Investing.com -- Gold was relatively flat on Friday amid a resurgent dollar, as a relatively optimistic U.S. jobs report provided hawkish members of the Federal Reserve with more ammunition to push for further interest rate hikes as it judges whether economic conditions are strong enough to support continued financial tightening.
On the Comex division of the New York Mercantile Exchange, gold for April delivery traded in a broad range between $1,145.60 and $1,163.40 an ounce, before settling at $1,157.60, down 0.10 or 0.01%. At session highs, gold reached a fresh three-month high for the third consecutive trading day. Despite the slight declines, the precious metal posted its strongest week of the year surging more than 3.3%.
Since falling to six-year lows in early-December, gold has gained more than $100 an ounce.
Gold likely gained support at $1,046.20, the low from December 3 and was met with resistance at $1,182.70, the high from Oct. 28.
On Friday morning, the U.S. Department of Labor said nonfarm payrolls increased by 151,000 in January, falling considerably from a downwardly revised 262,000 in December. The sharp declines were blamed in large part to unseasonably warm temperatures over the previous month, which created an unanticipated demand for labor in the construction industry. After two months of robust gains, the headline dipped under 200,000 for the first time since September.
The unemployment rate, meanwhile, inched down 0.1% to 4.9%, dropping to its lowest level since February, 2008. The U-6 unemployment rate, a broader gauge of the national employment situation, remained unchanged at 9.9%, one-tenth above its November low when it fell its lowest level since May, 2008. The reading, which measures the total level of unemployed workers plus those marginally attached to the labor force, stood at 11.1% last October. The indicator also accounts for workers who are no longer looking for a job, but have looked for one over the last 12 months.
By comparison, the alternative measure of underemployment peaked at 18% in January, 2010, as the nation continued to recover from the Financial Crisis. The U-6 rate is a preferred measure of unemployment by Fed chair Janet Yellen as she assesses the strength of the U.S. labor market.
The strength in the report lies in the average wages category where hourly earnings jumped by 0.5%, amid major increases in state minimum wage floors in numerous regions throughout the country. On an annual basis, wages are up by 2.5% from their January, 2015 level.

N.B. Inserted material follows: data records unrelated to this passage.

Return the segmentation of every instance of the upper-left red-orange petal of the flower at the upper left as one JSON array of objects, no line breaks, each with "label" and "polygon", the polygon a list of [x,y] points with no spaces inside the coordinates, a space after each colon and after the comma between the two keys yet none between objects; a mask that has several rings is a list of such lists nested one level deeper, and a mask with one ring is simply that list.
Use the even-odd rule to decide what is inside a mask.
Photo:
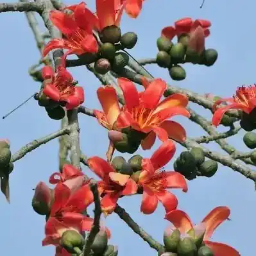
[{"label": "upper-left red-orange petal of the flower at the upper left", "polygon": [[78,29],[78,26],[74,19],[60,11],[51,11],[50,19],[53,24],[64,34],[71,34]]}]

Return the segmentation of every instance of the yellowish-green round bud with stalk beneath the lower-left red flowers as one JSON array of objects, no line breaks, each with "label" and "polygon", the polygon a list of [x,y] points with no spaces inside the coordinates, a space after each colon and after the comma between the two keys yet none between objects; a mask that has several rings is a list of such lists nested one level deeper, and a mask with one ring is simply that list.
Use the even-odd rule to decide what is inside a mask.
[{"label": "yellowish-green round bud with stalk beneath the lower-left red flowers", "polygon": [[85,243],[83,236],[76,230],[67,230],[62,234],[60,246],[65,248],[69,253],[81,253],[83,244]]}]

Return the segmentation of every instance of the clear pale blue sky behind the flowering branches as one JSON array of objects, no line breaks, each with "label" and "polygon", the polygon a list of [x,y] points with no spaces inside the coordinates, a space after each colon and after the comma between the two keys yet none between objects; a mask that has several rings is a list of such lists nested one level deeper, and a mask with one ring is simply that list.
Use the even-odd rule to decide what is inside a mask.
[{"label": "clear pale blue sky behind the flowering branches", "polygon": [[[69,3],[78,3],[75,1]],[[94,6],[93,0],[88,0]],[[228,97],[234,94],[237,86],[255,83],[255,1],[212,1],[206,0],[200,9],[201,0],[170,1],[147,0],[138,19],[123,16],[121,30],[135,31],[139,35],[137,46],[130,51],[135,58],[155,57],[156,40],[164,26],[170,26],[178,19],[209,19],[212,22],[211,35],[206,47],[218,50],[219,58],[213,67],[188,65],[184,67],[187,78],[184,81],[172,81],[166,69],[157,65],[146,68],[156,77],[168,83],[194,90],[200,94],[213,92]],[[39,53],[24,13],[1,13],[1,94],[0,115],[16,107],[24,99],[38,91],[40,83],[28,75],[28,68],[38,62]],[[75,80],[85,89],[85,106],[100,108],[96,98],[96,89],[100,83],[85,69],[71,69]],[[194,107],[194,104],[191,104]],[[210,119],[209,110],[195,107],[200,114]],[[196,124],[184,117],[175,118],[182,123],[189,137],[205,134]],[[60,121],[47,117],[44,108],[31,99],[24,107],[6,119],[0,119],[0,136],[11,141],[12,152],[19,150],[33,139],[55,132]],[[105,157],[108,146],[107,130],[99,126],[96,119],[80,114],[81,149],[86,155]],[[220,127],[219,131],[227,128]],[[242,141],[244,132],[240,132],[228,141],[240,150],[248,151]],[[157,149],[156,144],[153,150]],[[218,145],[207,145],[221,151]],[[149,157],[153,150],[137,153]],[[175,158],[182,148],[177,146]],[[127,155],[128,158],[128,155]],[[54,246],[41,246],[44,238],[44,216],[39,216],[31,208],[33,190],[39,181],[47,183],[51,173],[58,171],[58,139],[40,146],[14,164],[10,176],[10,198],[8,205],[0,194],[0,246],[2,255],[43,256],[54,255]],[[166,170],[173,169],[173,161]],[[87,175],[89,169],[84,168]],[[219,205],[231,209],[232,221],[226,221],[216,230],[212,241],[218,241],[239,250],[241,255],[250,256],[255,252],[255,229],[253,221],[256,214],[254,184],[239,173],[219,164],[219,171],[212,178],[197,178],[188,182],[189,192],[173,190],[178,196],[179,208],[185,210],[195,223],[199,223],[210,210]],[[119,204],[129,212],[149,234],[162,243],[164,229],[169,225],[164,220],[164,208],[158,205],[155,213],[144,216],[140,212],[141,195],[122,198]],[[119,246],[119,255],[156,255],[148,244],[112,214],[107,218],[107,226],[112,231],[110,243]],[[228,255],[227,255],[228,256]]]}]

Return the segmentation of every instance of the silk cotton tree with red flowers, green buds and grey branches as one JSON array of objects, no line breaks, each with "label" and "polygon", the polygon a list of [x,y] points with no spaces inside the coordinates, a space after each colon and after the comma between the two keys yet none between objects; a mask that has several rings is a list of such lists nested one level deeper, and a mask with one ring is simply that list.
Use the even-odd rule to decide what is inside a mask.
[{"label": "silk cotton tree with red flowers, green buds and grey branches", "polygon": [[[96,0],[95,10],[84,2],[66,5],[55,0],[0,4],[0,12],[25,12],[33,24],[36,40],[42,38],[42,44],[37,41],[40,65],[30,69],[30,75],[41,85],[33,98],[49,118],[62,120],[60,130],[26,144],[15,153],[11,151],[11,138],[0,141],[1,191],[10,203],[13,163],[60,137],[60,147],[69,144],[59,159],[60,168],[48,181],[38,180],[31,203],[37,214],[45,216],[42,246],[55,246],[56,256],[124,255],[122,248],[118,250],[110,242],[112,230],[106,222],[114,213],[115,218],[123,219],[156,251],[155,255],[239,256],[235,244],[211,241],[214,230],[230,216],[228,206],[216,205],[201,223],[194,225],[180,209],[179,196],[173,194],[173,189],[181,189],[189,196],[192,180],[214,176],[219,164],[256,182],[250,169],[256,165],[256,151],[241,153],[227,149],[231,147],[228,142],[219,142],[245,130],[249,133],[244,135],[244,143],[250,149],[256,148],[256,133],[252,132],[256,128],[255,85],[239,87],[231,98],[200,96],[176,87],[178,81],[186,78],[185,64],[211,67],[218,60],[216,49],[206,48],[207,38],[214,37],[214,33],[210,35],[214,24],[207,19],[180,17],[171,26],[163,24],[160,37],[153,39],[157,57],[136,60],[128,50],[136,46],[138,35],[121,32],[122,17],[126,13],[129,19],[137,19],[141,12],[149,12],[147,2]],[[42,37],[35,17],[29,15],[31,12],[42,17],[47,37]],[[76,58],[70,59],[70,55]],[[168,69],[172,85],[153,77],[143,67],[146,64]],[[95,94],[102,109],[87,108],[87,86],[83,81],[78,85],[69,71],[69,67],[83,65],[99,80]],[[211,110],[212,121],[192,110],[190,101]],[[79,136],[83,127],[79,126],[78,112],[95,118],[106,129],[108,144],[99,145],[106,147],[105,158],[81,152]],[[189,126],[174,121],[177,115],[199,124],[209,135],[188,137]],[[215,127],[219,125],[230,130],[217,132]],[[218,142],[228,155],[202,145],[211,141]],[[180,155],[176,152],[177,144],[185,148]],[[146,152],[153,146],[157,148],[151,157],[137,154],[139,148]],[[130,154],[128,159],[123,153]],[[173,168],[167,171],[170,161]],[[86,168],[82,169],[81,163]],[[92,178],[92,174],[97,178]],[[166,219],[171,226],[163,230],[163,243],[153,239],[119,206],[121,198],[135,195],[141,197],[141,208],[135,209],[141,214],[155,214],[157,207],[164,207],[165,215],[158,219]],[[90,205],[94,205],[93,216],[87,212]]]}]

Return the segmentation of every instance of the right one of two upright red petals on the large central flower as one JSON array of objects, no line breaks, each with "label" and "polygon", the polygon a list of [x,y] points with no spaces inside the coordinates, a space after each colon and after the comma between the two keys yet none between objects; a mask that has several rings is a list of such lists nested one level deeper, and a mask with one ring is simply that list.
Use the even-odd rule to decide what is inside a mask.
[{"label": "right one of two upright red petals on the large central flower", "polygon": [[166,82],[157,78],[149,83],[146,90],[141,94],[141,104],[145,108],[155,108],[166,90]]}]

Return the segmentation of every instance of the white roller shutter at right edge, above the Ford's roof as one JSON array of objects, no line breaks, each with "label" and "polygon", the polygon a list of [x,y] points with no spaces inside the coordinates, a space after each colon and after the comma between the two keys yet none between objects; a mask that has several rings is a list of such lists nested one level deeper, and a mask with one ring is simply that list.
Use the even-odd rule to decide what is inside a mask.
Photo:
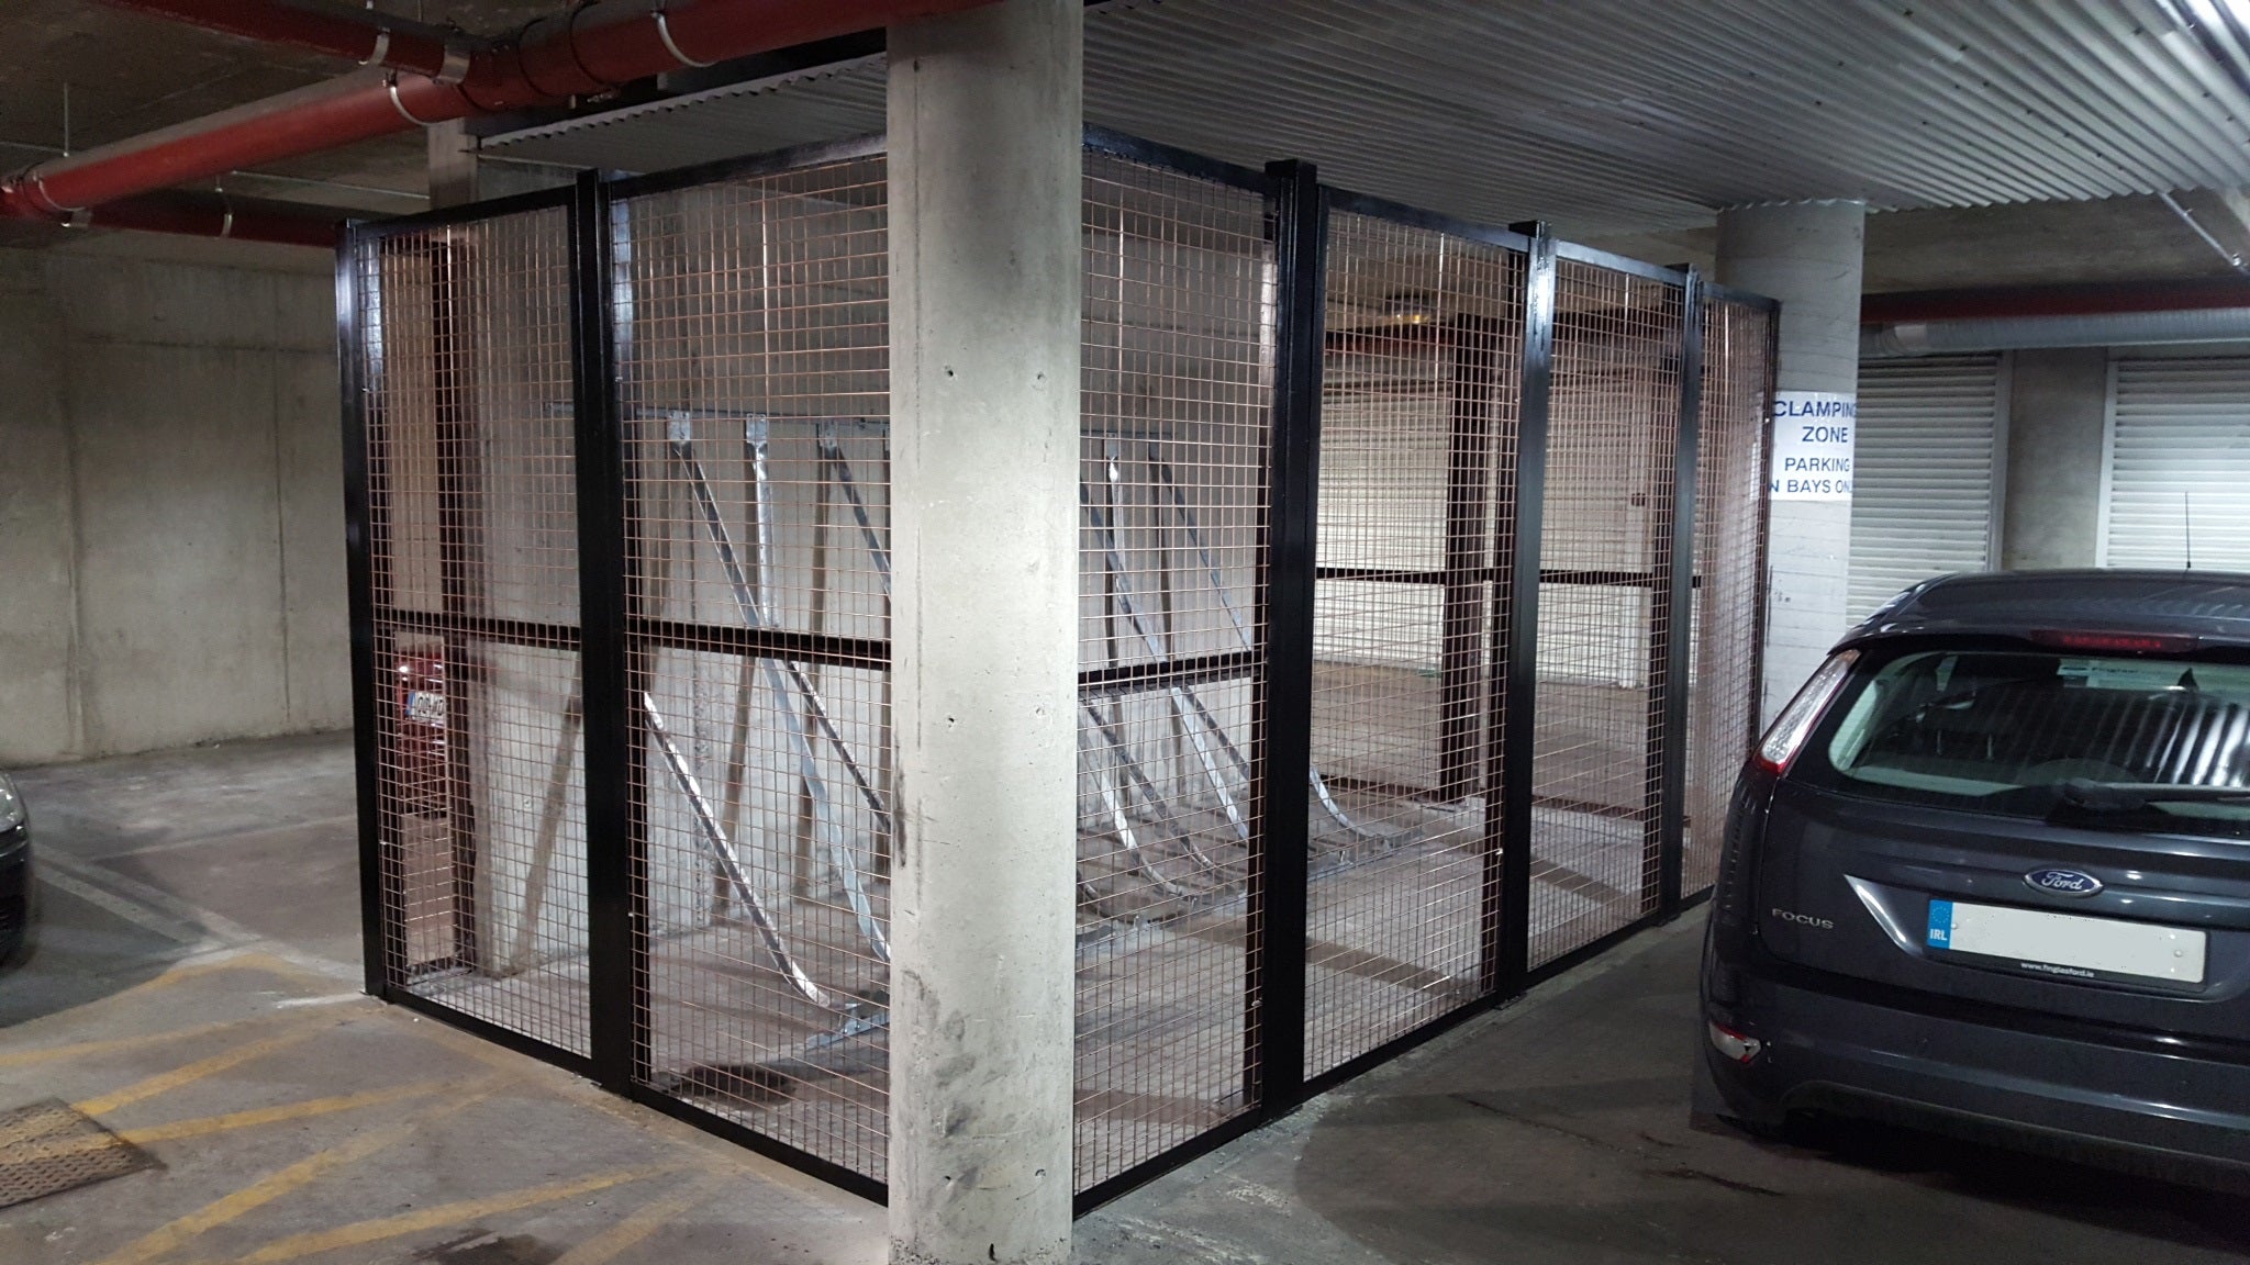
[{"label": "white roller shutter at right edge, above the Ford's roof", "polygon": [[2250,360],[2117,360],[2102,565],[2250,569]]}]

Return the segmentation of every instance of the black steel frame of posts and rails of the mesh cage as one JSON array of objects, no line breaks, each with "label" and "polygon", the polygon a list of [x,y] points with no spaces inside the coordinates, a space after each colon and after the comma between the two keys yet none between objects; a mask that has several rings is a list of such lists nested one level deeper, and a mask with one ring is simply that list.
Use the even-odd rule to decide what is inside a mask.
[{"label": "black steel frame of posts and rails of the mesh cage", "polygon": [[[1276,162],[1264,171],[1217,162],[1188,151],[1152,144],[1130,135],[1087,128],[1087,149],[1127,158],[1134,162],[1163,167],[1184,176],[1217,185],[1256,191],[1269,205],[1269,234],[1276,266],[1276,371],[1271,383],[1274,423],[1264,470],[1264,520],[1260,529],[1258,594],[1262,603],[1260,626],[1267,628],[1267,644],[1258,651],[1204,655],[1168,664],[1134,664],[1127,669],[1098,669],[1080,673],[1084,691],[1145,691],[1163,684],[1188,684],[1204,680],[1249,678],[1256,691],[1258,723],[1264,741],[1258,743],[1253,765],[1251,804],[1262,831],[1251,844],[1249,880],[1249,979],[1244,1042],[1246,1058],[1242,1089],[1246,1110],[1177,1146],[1148,1159],[1107,1182],[1082,1191],[1078,1211],[1094,1209],[1188,1159],[1204,1155],[1249,1130],[1280,1119],[1300,1107],[1312,1096],[1350,1080],[1485,1011],[1505,1006],[1534,984],[1550,979],[1573,966],[1598,957],[1618,941],[1694,907],[1708,891],[1681,891],[1681,849],[1685,813],[1685,729],[1688,729],[1688,673],[1690,637],[1688,610],[1701,576],[1694,574],[1694,520],[1696,520],[1696,468],[1699,468],[1699,421],[1701,421],[1701,365],[1706,304],[1744,304],[1778,311],[1771,299],[1728,290],[1706,281],[1694,270],[1654,268],[1649,263],[1613,257],[1606,252],[1557,243],[1546,225],[1523,223],[1512,227],[1490,227],[1456,221],[1433,212],[1422,212],[1384,198],[1370,198],[1321,185],[1318,173],[1307,162]],[[634,196],[686,189],[713,180],[756,176],[862,158],[882,151],[880,137],[860,137],[832,144],[799,146],[790,151],[754,155],[731,162],[702,164],[682,171],[664,171],[634,178],[601,178],[585,173],[569,189],[522,194],[468,207],[430,212],[382,221],[376,225],[353,225],[346,234],[335,268],[338,284],[338,347],[342,360],[344,394],[344,511],[346,511],[346,569],[351,581],[351,666],[353,666],[353,725],[356,725],[356,770],[360,804],[360,916],[367,954],[367,990],[385,1002],[396,1002],[418,1013],[457,1024],[475,1035],[508,1049],[542,1058],[547,1062],[585,1074],[603,1087],[646,1103],[675,1119],[695,1123],[720,1137],[772,1155],[814,1177],[832,1182],[868,1200],[884,1200],[886,1188],[862,1173],[842,1168],[828,1159],[808,1155],[788,1143],[763,1137],[736,1121],[704,1112],[693,1103],[662,1094],[650,1085],[650,995],[648,959],[634,939],[634,927],[644,925],[644,896],[637,891],[634,871],[646,853],[648,824],[644,819],[646,777],[644,738],[632,725],[630,698],[641,689],[641,669],[634,664],[634,646],[695,644],[698,648],[724,646],[745,655],[785,655],[808,662],[839,662],[853,666],[889,662],[884,642],[781,632],[680,626],[648,619],[639,610],[639,594],[632,587],[626,540],[634,506],[626,479],[623,419],[628,416],[626,385],[621,380],[623,342],[630,340],[630,290],[619,239],[626,232],[623,203]],[[369,383],[364,376],[362,329],[362,254],[374,243],[423,232],[432,227],[461,225],[495,216],[511,216],[533,209],[567,209],[569,259],[572,259],[572,405],[576,441],[576,497],[578,497],[578,603],[580,623],[549,626],[511,619],[479,617],[468,608],[468,567],[472,565],[466,524],[448,515],[443,563],[446,601],[441,612],[405,612],[389,608],[389,558],[385,540],[374,536],[376,509],[382,497],[380,457],[369,450]],[[1508,495],[1514,513],[1498,524],[1492,547],[1451,549],[1438,572],[1377,572],[1316,565],[1318,529],[1318,452],[1321,452],[1321,392],[1323,392],[1323,308],[1325,308],[1325,250],[1330,214],[1348,212],[1375,216],[1408,227],[1454,234],[1467,241],[1498,245],[1523,257],[1523,344],[1519,367],[1519,423],[1514,452],[1514,484],[1508,488],[1483,486],[1476,475],[1460,486],[1449,486],[1449,522],[1469,522],[1483,515],[1487,497]],[[436,257],[434,257],[436,259]],[[1681,401],[1678,401],[1678,446],[1674,452],[1674,486],[1663,488],[1670,497],[1670,520],[1663,540],[1656,540],[1649,572],[1557,572],[1541,569],[1541,509],[1546,488],[1548,448],[1548,389],[1552,380],[1552,349],[1557,331],[1555,313],[1555,263],[1575,259],[1613,268],[1645,279],[1676,286],[1681,293]],[[1462,347],[1480,342],[1480,329],[1449,329],[1442,338],[1458,338]],[[1498,389],[1496,362],[1487,356],[1456,358],[1454,394],[1454,448],[1456,457],[1474,457],[1494,441],[1478,430],[1474,407]],[[1768,349],[1771,374],[1771,349]],[[1771,383],[1768,383],[1771,392]],[[1771,428],[1771,419],[1766,423]],[[1456,470],[1483,470],[1480,461],[1451,461]],[[454,473],[466,479],[468,473]],[[1764,484],[1764,479],[1760,479]],[[1456,536],[1449,531],[1449,538]],[[1469,536],[1467,531],[1458,536]],[[1683,554],[1685,549],[1685,554]],[[454,556],[459,554],[459,556]],[[1681,558],[1685,556],[1685,565]],[[1760,529],[1757,569],[1766,567],[1766,540]],[[1442,786],[1431,795],[1460,790],[1474,781],[1472,754],[1483,750],[1487,786],[1498,783],[1501,801],[1496,813],[1485,815],[1483,916],[1480,916],[1480,984],[1478,999],[1440,1015],[1438,1020],[1408,1031],[1386,1044],[1370,1049],[1330,1071],[1307,1078],[1305,1067],[1305,952],[1289,952],[1305,943],[1307,925],[1307,813],[1312,770],[1312,673],[1314,673],[1314,594],[1318,581],[1382,581],[1382,583],[1429,583],[1442,585],[1444,596],[1444,666],[1442,696],[1449,700],[1440,709]],[[1642,585],[1654,594],[1658,612],[1656,628],[1672,635],[1652,639],[1649,666],[1660,671],[1667,689],[1663,702],[1649,709],[1652,747],[1660,756],[1649,761],[1649,783],[1654,788],[1647,806],[1649,846],[1660,858],[1658,900],[1652,912],[1631,925],[1582,945],[1555,961],[1530,966],[1530,831],[1532,831],[1532,718],[1537,716],[1537,637],[1539,637],[1539,590],[1552,583],[1593,585]],[[461,592],[454,592],[459,587]],[[1755,619],[1764,623],[1764,585]],[[587,952],[590,952],[590,1056],[578,1056],[536,1038],[513,1033],[490,1022],[464,1015],[421,997],[389,977],[387,966],[396,959],[400,930],[392,916],[392,876],[385,873],[382,842],[398,828],[389,819],[389,808],[380,795],[380,729],[385,716],[382,682],[387,646],[382,626],[412,628],[446,639],[448,646],[482,642],[513,642],[574,648],[580,655],[583,714],[585,714],[585,817],[587,817]],[[1753,644],[1762,646],[1762,637]],[[1490,655],[1490,657],[1487,657]],[[1501,680],[1480,682],[1478,662],[1505,664]],[[1753,689],[1757,682],[1753,664]],[[1485,693],[1478,709],[1474,696]],[[1757,705],[1750,707],[1753,729]],[[466,723],[466,716],[464,716]],[[1478,734],[1478,725],[1483,732]],[[1755,741],[1755,732],[1750,734]],[[459,745],[459,743],[457,743]],[[475,837],[457,842],[475,846]],[[472,927],[464,927],[472,934]]]}]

An increase in wage-push inflation could be viewed as a signal from the Fed that prices throughout the economy are ready to move upward. Last month, Core PCE inflation came in at 1.4%, significantly below the U.S. central bank's targeted objective of 2%. The Core PCE Index, which strips out volatile food and energy prices, is the Fed's preferred gauge for inflation.
As sluggish inflation remains low, the Fed is wary of potentially triggering a deflationary spiral by tightening its cycle too abruptly. In December, the Federal Open Market Committee (FOMC) abandoned a seven-year zero interest rate policy by raising short-term interest rates for the first time in nearly a decade. While the Fed signaled in early-January that it could hike rates as much as four times this year, the FOMC said in its monetary policy statement last month that it could proceed more gradually if the global economy continued to struggle and long-term inflation projections remained far below its target.
Any rate hikes this year are viewed as bearish for gold, which struggles to compete with high-yield bearing assets in rising rate environments.
The U.S. Dollar Index, which measures the strength of the greenback versus a basket of six other major currencies, gained more than 0.60% to an intraday high of 97.29. Previously, the index had slumped over 3% this week as investors braced for a disappointing employment report.
Dollar-denominated commodities such as gold become more expensive for foreign purchasers when the dollar appreciates.
Silver for March delivery fell 0.065 or 0.44% to 14.755 an ounce.
Copper for March lost 0.027 or 1.27% to 2.104 a pound.